Economia

Più spendi più tassi

Più spendi più tassi

Buscar ponente per il levante fu un errore, ma fortunato. L’intuizione era giusta. Aumentare la spesa pubblica per diminuire le tasse è un errore, ma sfortunato. Non ha nulla di giusto. Per mettere una pezza sull’ennesimo buco, aperto da una sentenza della Corte costituzionale, quindi per consentire alle Regioni quel che già stavano facendo, ovvero utilizzare i finanziamenti destinati alla diminuzione del debito per alimentare la spesa e tenere in equilibrio i bilanci, il governo è costretto ad ammettere, appunto, che la spesa cresce e il debito rimane. Ovvero l’esatto contrario di quel che serve per far credibilmente scendere la pressione fiscale. Lo ripetiamo fino alla noia, ma ci annoiamo meno da quando ha dovuto dirlo anche il ministro dell’economia.

Gliecché, purtroppo, la spesa pubblica è costantemente aumentata, al punto da risultare superfluo interrogarsi sui futuri piani di diminuzione, laddove stiamo ancora vivendo le pratiche di lievitazione. Certo, anche a me è parso di sentire ripetutamente parlare di tagli programmati, che chiamavamo all’italiana, ovvero “lineari”, quando li facevamo seguendo la ricetta del governo labourista inglese, mentre li chiamiamo in inglese, “spending review”, quando non li facciamo. Tema avvincente, ma che ricorda il solido principio secondo cui, in Italia, i problemi non si risolvono, ma passano di moda. Appunto: dopo tanto parlare, per evitare che saltino per aria i bilanci regionali, si corre ad approvare norme destinate a consentire l’aumento della spesa. Si fa rotta verso ponente, sapendo per certo che non si raggiungerà il levante, ma le cascate mortali del debito ingestibile.

Poi, per carità, può anche essere che s’assista alla diminuzione delle tasse sulla prima casa. E’ talmente possibile che sarebbe non la prima, ma la seconda volta. Anzi no, scusate, la terza. Ma sempre accolta come fresca e inedita novità. Poi succederà quel che successe: la pressione aumenta da un’altra parte. Le possibili alternative essendo solo due: a. che si possa aumentare il deficit, quindi poi il debito; b. che diminuisca la spesa.

La prima cosa non è il tema di un conflitto con la Commissione europea, o, per dirla con i meno ragionanti, con la Germania, ma l’oggetto di una guerra che, da troppi anni, gli adulti italiani fanno ai bambini italiani, regalando loro, al posto del ciuccio, l’obbligo di ciucciarsi l’onere delle spese altrui. Ai tanti pensatori elasticizzanti, ai reclamatori di sforamenti, va chiarito che il deficit e il debito non sono le medicine, ma la malattia. La seconda cosa, il taglio della spesa, è talmente ovvia e saggia che tutti dicono di volerla fare. Taluni la fanno, ma meno di quel che serve. I più fanno il contrario.

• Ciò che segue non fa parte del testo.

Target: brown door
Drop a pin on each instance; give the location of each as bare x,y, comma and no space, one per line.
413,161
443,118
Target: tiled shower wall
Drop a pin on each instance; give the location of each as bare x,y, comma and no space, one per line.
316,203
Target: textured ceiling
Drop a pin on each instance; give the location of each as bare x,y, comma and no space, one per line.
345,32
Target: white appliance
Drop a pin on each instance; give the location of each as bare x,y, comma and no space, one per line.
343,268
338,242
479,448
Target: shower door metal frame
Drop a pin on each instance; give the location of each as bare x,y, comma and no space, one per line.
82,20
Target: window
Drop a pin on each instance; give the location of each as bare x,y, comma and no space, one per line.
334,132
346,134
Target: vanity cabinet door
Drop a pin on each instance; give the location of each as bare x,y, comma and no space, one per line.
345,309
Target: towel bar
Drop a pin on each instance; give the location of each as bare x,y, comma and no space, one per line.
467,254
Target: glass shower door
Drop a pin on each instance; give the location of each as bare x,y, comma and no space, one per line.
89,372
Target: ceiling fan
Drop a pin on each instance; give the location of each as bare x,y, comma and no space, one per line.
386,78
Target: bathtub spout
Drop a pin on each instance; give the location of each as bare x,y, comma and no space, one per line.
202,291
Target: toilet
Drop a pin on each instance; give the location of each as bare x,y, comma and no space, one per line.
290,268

Le regioni furono lo zerbino sotto cui si nascose una parte del debito pubblico. Operazione fatta da Carlo Azelio Ciampi e iniziata in tema sanitario. La magata, però, ha prodotto un fenomeno ragguardevole: ora lo zerbino fluttua a un metro di altezza. Facciamoci un ponticello sopra, dicono al governo, così quello rimane alto, ma almeno si passa. E buttarlo giù? Non si può, è impossibile, dicono. Vero, è impossibile se si vuole mantenere tutto immutato. Ma se, per dirne una, si mettessero sul mercato le aziende regionali, con un procedimento che porti via con sé anche l’abominevole capitalismo municipale, e se i soldi che s’incassano si spendessero non per finanziare il sardanapalismo insulso, ma l’abbattimento del debito, si otterrebbero due mirabili risultati: meno debito e più libertà nel mercato. Mi rendo conto del dramma: meno posti e soldi da distrubuire.

La politica fin qui praticata, che comprende i provvedimenti cui il governo s’appresta, non risolve un accidente, ma compra tempo. Solo che quel che costava un anno poi è divenuto il costo di un mese, mentre ora si naviga a settimane. Certo che si può andare avanti spostando i problemi e rinviandoli, ma ciò comporta l’accettare d’essere sempre meno ricchi e sempre meno capaci di sviluppo. Ed è quel che siamo diventati, grazie alla bontà e alla socialità di tante politiche insipienti e incoscienti.